La France c'est le pays de quoi déjà ?
Des Lumières ?
J'ai bien peur que leurs flammes chaudes et bienveillantes se soient éteintes au PROFIT d'autres, glaciales au blanc immaculé en leur centre, bleues à gauche et rouges à droite.
Entre un doux fascisme décomplexé qui ne dit pas son nom et un autre qui ose à peine le dire.
J'apprécie le tour de passe-passe, pourtant grossier et 100 fois vu, des médias et de leurs patrons qu'ils soient fabricants d'armes ou géants du btp. Grands chefs d'entreprises dont le seul client est l'État, aux organes de presse tous déficitaires, eux qui sont si pragmatiques et savent que la nature de la vie est le profit.
La recette est pourtant simple et servie réchauffée à chaque fois : la décharge émotionnelle qu'occasionne la peur.
Inventée par les socialistes dans les années 80, voire même bien avant, je n'étais pas né et les livres d'Histoire ne racontent pas ces choses-là, ils sont toujours écrits par les vainqueurs.
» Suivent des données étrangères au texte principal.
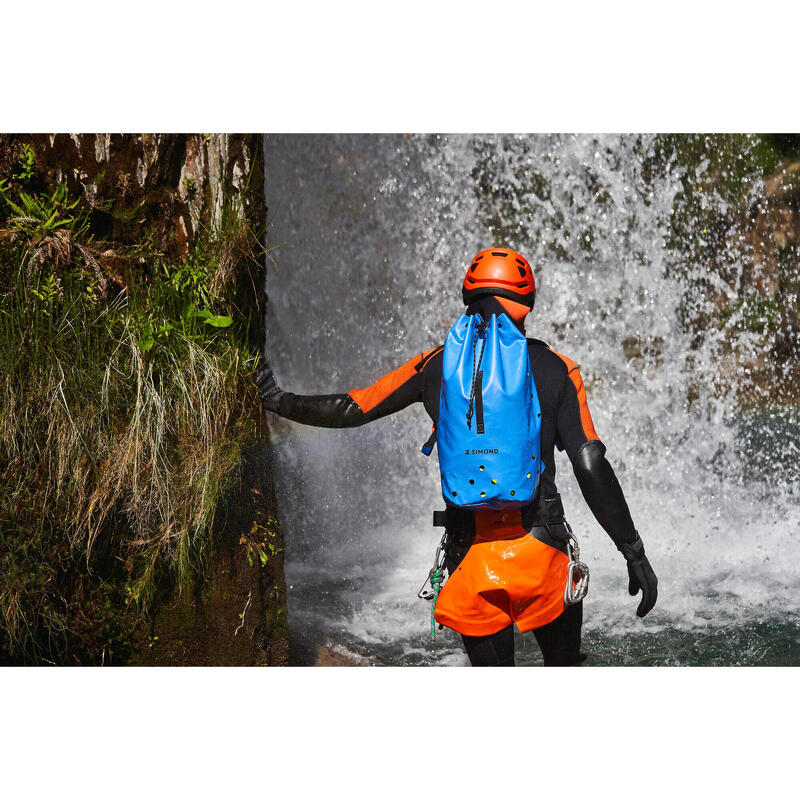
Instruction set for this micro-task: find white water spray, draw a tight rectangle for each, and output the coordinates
[265,135,800,664]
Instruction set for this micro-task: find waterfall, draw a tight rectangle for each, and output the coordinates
[265,135,800,664]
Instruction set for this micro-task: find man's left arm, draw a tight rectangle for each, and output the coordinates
[255,351,433,428]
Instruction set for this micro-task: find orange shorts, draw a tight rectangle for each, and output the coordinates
[435,511,569,636]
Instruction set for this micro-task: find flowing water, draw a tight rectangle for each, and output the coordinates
[265,135,800,665]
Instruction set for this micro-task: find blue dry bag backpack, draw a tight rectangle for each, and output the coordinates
[428,314,544,509]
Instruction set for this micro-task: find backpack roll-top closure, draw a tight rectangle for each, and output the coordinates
[437,314,542,508]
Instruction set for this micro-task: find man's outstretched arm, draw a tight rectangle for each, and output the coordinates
[255,351,433,428]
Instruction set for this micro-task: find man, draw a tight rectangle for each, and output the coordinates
[256,248,657,666]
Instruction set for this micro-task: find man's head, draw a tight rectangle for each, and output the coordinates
[461,247,536,322]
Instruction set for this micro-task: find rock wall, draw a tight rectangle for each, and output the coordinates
[0,134,289,665]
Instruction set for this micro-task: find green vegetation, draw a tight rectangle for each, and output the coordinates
[0,147,271,664]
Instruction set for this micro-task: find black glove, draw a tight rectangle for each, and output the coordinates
[619,534,658,617]
[253,361,284,412]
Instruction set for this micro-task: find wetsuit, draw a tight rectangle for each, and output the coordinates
[272,297,649,666]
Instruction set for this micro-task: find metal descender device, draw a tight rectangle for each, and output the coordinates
[417,531,447,600]
[564,520,589,606]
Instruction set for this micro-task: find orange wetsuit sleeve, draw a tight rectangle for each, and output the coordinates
[348,348,440,421]
[556,353,600,461]
[276,348,441,428]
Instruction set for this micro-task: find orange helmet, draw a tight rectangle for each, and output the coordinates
[461,247,536,308]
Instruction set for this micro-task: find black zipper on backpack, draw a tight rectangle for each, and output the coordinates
[475,370,484,433]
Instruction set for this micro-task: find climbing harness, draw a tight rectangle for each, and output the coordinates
[564,520,589,606]
[417,531,447,642]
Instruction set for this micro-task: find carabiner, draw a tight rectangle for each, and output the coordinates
[564,523,589,606]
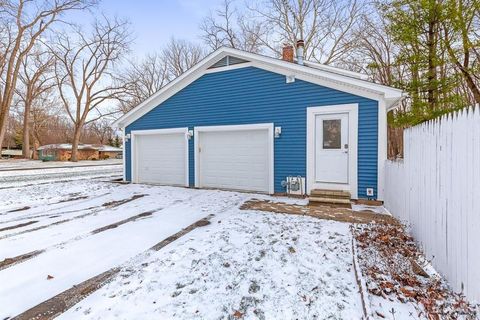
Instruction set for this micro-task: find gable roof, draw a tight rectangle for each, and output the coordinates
[112,47,405,128]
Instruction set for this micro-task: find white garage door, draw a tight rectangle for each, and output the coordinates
[133,129,188,186]
[197,126,273,193]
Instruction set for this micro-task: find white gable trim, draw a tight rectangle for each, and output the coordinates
[113,47,403,128]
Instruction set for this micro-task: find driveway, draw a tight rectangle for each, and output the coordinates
[0,180,363,319]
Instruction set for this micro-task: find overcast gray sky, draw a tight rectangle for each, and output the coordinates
[100,0,222,55]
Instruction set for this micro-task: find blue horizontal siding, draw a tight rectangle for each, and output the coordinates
[125,67,378,198]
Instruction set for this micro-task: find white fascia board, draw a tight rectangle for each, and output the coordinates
[112,49,226,128]
[225,48,403,100]
[304,61,368,80]
[112,47,403,128]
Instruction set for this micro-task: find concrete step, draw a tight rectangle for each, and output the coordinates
[310,189,351,200]
[308,196,350,205]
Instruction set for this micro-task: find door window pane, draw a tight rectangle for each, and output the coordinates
[323,119,342,149]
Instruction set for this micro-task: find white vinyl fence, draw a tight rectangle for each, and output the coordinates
[385,106,480,302]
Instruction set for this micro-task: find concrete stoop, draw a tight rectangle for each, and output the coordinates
[308,189,351,207]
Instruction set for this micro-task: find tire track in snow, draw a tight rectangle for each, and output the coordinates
[12,214,214,320]
[0,194,145,240]
[0,194,209,270]
[0,192,112,224]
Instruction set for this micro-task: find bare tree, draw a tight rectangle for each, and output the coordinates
[200,0,266,52]
[53,17,130,161]
[16,48,55,159]
[248,0,363,64]
[162,38,205,78]
[0,0,95,152]
[87,118,113,144]
[117,53,171,113]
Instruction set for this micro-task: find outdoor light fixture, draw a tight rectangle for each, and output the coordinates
[275,127,282,138]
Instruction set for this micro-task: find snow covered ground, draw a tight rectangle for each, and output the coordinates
[0,164,122,188]
[0,159,123,171]
[60,208,363,319]
[0,176,363,319]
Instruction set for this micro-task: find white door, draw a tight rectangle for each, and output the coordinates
[315,113,349,184]
[196,128,273,192]
[133,131,188,186]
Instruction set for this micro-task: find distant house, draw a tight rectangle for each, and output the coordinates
[37,143,122,161]
[2,149,22,159]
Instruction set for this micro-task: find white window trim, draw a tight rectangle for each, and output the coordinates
[194,123,275,194]
[307,103,358,199]
[130,127,189,187]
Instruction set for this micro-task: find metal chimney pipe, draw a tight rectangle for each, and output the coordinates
[297,40,305,65]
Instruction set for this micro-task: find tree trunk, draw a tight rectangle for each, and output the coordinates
[427,17,438,110]
[22,102,31,159]
[0,106,8,157]
[70,125,82,162]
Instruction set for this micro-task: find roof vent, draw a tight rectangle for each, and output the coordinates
[297,40,305,65]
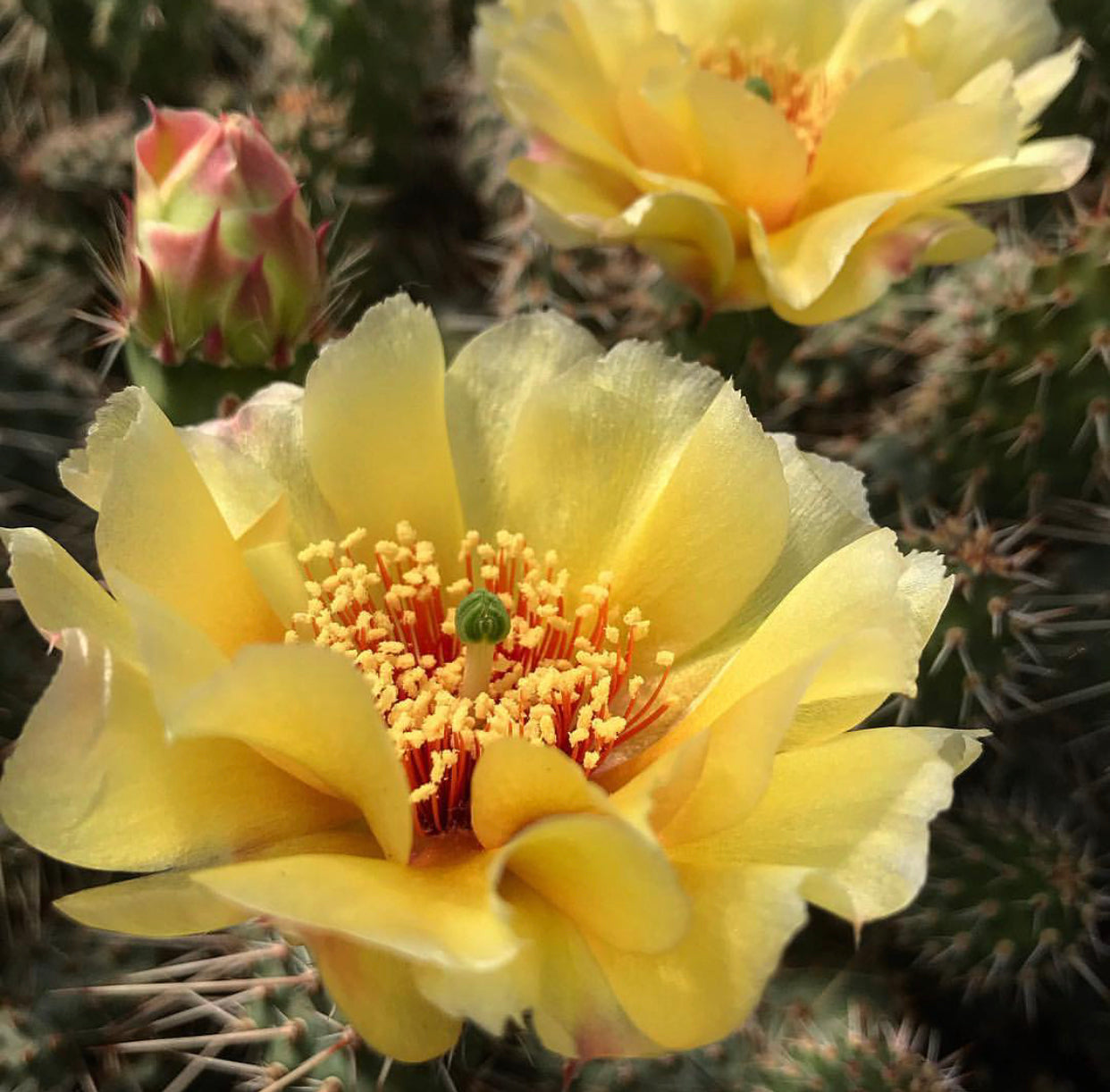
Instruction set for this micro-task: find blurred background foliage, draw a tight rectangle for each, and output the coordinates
[0,0,1110,1092]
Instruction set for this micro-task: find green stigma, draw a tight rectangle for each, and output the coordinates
[744,75,775,102]
[455,588,510,645]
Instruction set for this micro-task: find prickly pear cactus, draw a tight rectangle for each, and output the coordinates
[896,797,1110,1021]
[895,512,1069,726]
[861,214,1110,518]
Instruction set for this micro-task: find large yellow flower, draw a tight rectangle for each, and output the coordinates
[475,0,1091,323]
[0,297,978,1060]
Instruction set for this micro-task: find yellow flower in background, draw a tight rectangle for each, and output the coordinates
[475,0,1091,323]
[0,297,978,1061]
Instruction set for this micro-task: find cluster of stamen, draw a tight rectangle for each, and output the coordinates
[285,524,674,834]
[697,41,852,162]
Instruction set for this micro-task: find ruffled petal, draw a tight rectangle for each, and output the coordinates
[500,815,689,953]
[689,72,808,231]
[55,830,381,937]
[471,739,610,849]
[601,192,736,298]
[602,435,875,768]
[63,387,282,651]
[905,0,1060,95]
[446,313,601,540]
[198,382,335,546]
[749,193,900,312]
[55,872,251,937]
[508,159,638,248]
[193,853,518,970]
[179,428,283,540]
[304,295,464,557]
[803,60,1022,213]
[587,863,806,1050]
[166,645,413,861]
[922,137,1095,206]
[482,343,787,652]
[304,930,462,1062]
[648,656,822,848]
[682,728,981,924]
[0,630,350,871]
[661,531,951,746]
[0,527,136,659]
[1013,38,1083,125]
[416,876,660,1059]
[494,13,636,178]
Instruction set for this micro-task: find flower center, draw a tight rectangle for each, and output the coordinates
[696,41,852,162]
[285,524,674,835]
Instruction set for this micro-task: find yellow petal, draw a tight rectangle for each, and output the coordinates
[925,137,1095,205]
[112,575,228,720]
[648,658,821,847]
[0,527,136,658]
[446,312,601,534]
[500,815,689,953]
[304,295,464,559]
[601,435,875,789]
[905,0,1060,95]
[494,13,635,178]
[509,159,638,248]
[561,0,655,81]
[55,872,251,937]
[749,193,899,311]
[1013,38,1083,125]
[179,428,282,540]
[689,72,808,231]
[488,343,786,652]
[825,0,905,78]
[471,739,609,849]
[202,382,337,548]
[168,645,412,861]
[306,930,462,1062]
[917,212,998,265]
[610,382,789,653]
[683,728,980,923]
[655,0,852,67]
[588,863,806,1050]
[71,387,282,651]
[0,630,349,871]
[803,60,1022,213]
[55,830,381,937]
[193,853,517,970]
[683,531,951,746]
[416,876,659,1059]
[601,193,736,298]
[616,34,698,179]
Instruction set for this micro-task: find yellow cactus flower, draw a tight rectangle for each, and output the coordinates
[0,297,978,1061]
[475,0,1091,324]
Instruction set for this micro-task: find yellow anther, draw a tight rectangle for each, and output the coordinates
[285,523,674,834]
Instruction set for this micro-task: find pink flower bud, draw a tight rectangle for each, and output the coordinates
[119,105,326,367]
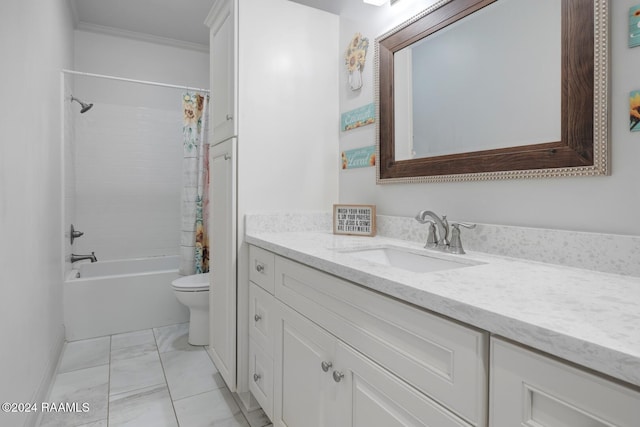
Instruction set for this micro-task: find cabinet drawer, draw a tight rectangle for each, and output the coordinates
[249,246,275,294]
[275,256,488,426]
[249,339,273,420]
[249,283,275,356]
[489,338,640,427]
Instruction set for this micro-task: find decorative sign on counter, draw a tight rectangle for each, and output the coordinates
[340,102,376,131]
[340,145,376,169]
[333,205,376,236]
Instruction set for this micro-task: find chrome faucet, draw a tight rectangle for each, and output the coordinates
[416,211,449,250]
[71,252,98,264]
[416,211,476,255]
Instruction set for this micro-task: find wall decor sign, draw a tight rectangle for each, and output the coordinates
[629,5,640,47]
[629,90,640,132]
[344,33,369,90]
[333,205,376,236]
[340,102,376,131]
[340,145,376,169]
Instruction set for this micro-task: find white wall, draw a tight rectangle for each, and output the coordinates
[340,0,640,235]
[73,30,209,260]
[0,0,73,427]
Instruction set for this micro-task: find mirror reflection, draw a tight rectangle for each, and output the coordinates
[394,0,562,160]
[375,0,609,184]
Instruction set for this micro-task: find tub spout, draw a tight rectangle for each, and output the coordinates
[71,252,98,264]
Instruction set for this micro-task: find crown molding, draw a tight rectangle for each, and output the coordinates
[71,21,209,53]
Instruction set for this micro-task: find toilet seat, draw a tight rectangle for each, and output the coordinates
[171,273,209,292]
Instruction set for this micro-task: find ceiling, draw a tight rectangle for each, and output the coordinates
[70,0,361,51]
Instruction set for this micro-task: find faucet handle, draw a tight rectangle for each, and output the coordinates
[424,221,438,249]
[449,222,476,255]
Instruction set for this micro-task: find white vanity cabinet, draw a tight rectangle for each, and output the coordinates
[489,338,640,427]
[249,246,488,427]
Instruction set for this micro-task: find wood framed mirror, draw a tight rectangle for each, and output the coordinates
[375,0,609,183]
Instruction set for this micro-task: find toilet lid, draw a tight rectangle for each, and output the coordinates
[171,273,209,292]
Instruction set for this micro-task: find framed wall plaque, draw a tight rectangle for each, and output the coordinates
[333,205,376,236]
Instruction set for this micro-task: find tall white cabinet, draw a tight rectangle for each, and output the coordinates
[206,0,340,405]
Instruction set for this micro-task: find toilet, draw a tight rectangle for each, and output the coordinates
[171,273,209,345]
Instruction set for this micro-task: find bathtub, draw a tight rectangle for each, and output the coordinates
[64,256,189,341]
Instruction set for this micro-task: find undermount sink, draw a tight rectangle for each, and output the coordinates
[339,246,483,273]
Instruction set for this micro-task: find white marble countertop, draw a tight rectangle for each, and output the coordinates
[246,231,640,386]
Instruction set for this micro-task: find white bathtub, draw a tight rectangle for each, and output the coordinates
[64,256,189,341]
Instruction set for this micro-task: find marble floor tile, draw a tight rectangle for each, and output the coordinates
[153,323,192,353]
[111,341,158,363]
[111,329,156,351]
[78,420,108,427]
[109,384,178,427]
[173,388,249,427]
[58,337,111,373]
[109,350,165,396]
[243,409,271,427]
[40,365,109,427]
[160,347,225,401]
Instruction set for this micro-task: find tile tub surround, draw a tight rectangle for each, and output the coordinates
[246,218,640,386]
[40,323,270,427]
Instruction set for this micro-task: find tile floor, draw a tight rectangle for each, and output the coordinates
[40,323,271,427]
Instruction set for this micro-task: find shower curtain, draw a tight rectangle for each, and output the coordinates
[180,92,209,275]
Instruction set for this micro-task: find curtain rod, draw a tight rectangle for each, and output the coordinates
[62,70,209,93]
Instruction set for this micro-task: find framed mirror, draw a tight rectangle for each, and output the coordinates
[375,0,609,183]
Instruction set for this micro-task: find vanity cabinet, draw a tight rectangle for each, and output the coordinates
[489,338,640,427]
[249,246,488,427]
[273,304,469,427]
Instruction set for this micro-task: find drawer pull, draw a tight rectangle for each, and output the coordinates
[320,362,333,372]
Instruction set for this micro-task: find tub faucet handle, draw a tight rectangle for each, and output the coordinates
[69,224,84,245]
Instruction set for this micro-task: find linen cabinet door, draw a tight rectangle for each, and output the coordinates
[273,305,337,427]
[206,0,238,144]
[332,342,470,427]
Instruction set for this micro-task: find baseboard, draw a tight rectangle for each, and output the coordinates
[24,325,65,427]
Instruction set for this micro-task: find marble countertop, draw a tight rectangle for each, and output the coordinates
[245,230,640,386]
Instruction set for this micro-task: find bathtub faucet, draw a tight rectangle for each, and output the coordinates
[71,252,98,264]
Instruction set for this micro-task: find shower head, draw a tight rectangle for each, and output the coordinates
[71,95,93,113]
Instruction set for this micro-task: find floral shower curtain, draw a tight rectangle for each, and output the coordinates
[180,92,209,275]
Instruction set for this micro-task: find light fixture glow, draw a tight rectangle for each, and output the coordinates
[362,0,387,6]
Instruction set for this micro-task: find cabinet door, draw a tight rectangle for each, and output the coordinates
[209,138,237,391]
[332,342,470,427]
[489,338,640,427]
[273,304,337,427]
[210,0,237,144]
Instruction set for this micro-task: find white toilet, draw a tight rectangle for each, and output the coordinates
[171,273,209,345]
Leur grand communicant Jacques Séguéla , avant de faire rater leur vie à des millions avec ses rolex, avait lancé une super idée. Pour combler le vide des non-propositions à la rose, il fallait faire monter l'extrême droite pour dissoudre les voix du camp d'en face.
Hop on fait vrombir les sirènes de l'insécurité, de l'inéluctable et des nationalismes, on brandit l'épouvantail terroriste à grands coups de médias au moins complaisants sinon complices.
Toujours surpris que ces vieilles formules éculées marchent encore, le juif au nez crochu le couteau entre les dents, le bruit des bottes bolchéviques sur les champs-élysées, etc, etc....
Et entre 2 tours, on cesse d'agiter les épouvantails, on parle d'Europe, de pragmatisme économique. Une nouvelle fois la peur, cette fois-ci celle de l'autre extrême, parachève le tableau. Et zouplaboum le meilleur garant de la stagnation du profit des puissants est élu et la "chose publique" peut suivre son cours....
Merci messieurs-dames d'avoir accepté de jouer à ce jeu de dupes, vous pouvez retourner trimer, on s'occupe de vos loisirs.
Sauf qu'un jour à force d'être réchauffée, la marmite va finir par coller à la flamme.
La démocratie s'arrête là où commence la publicité.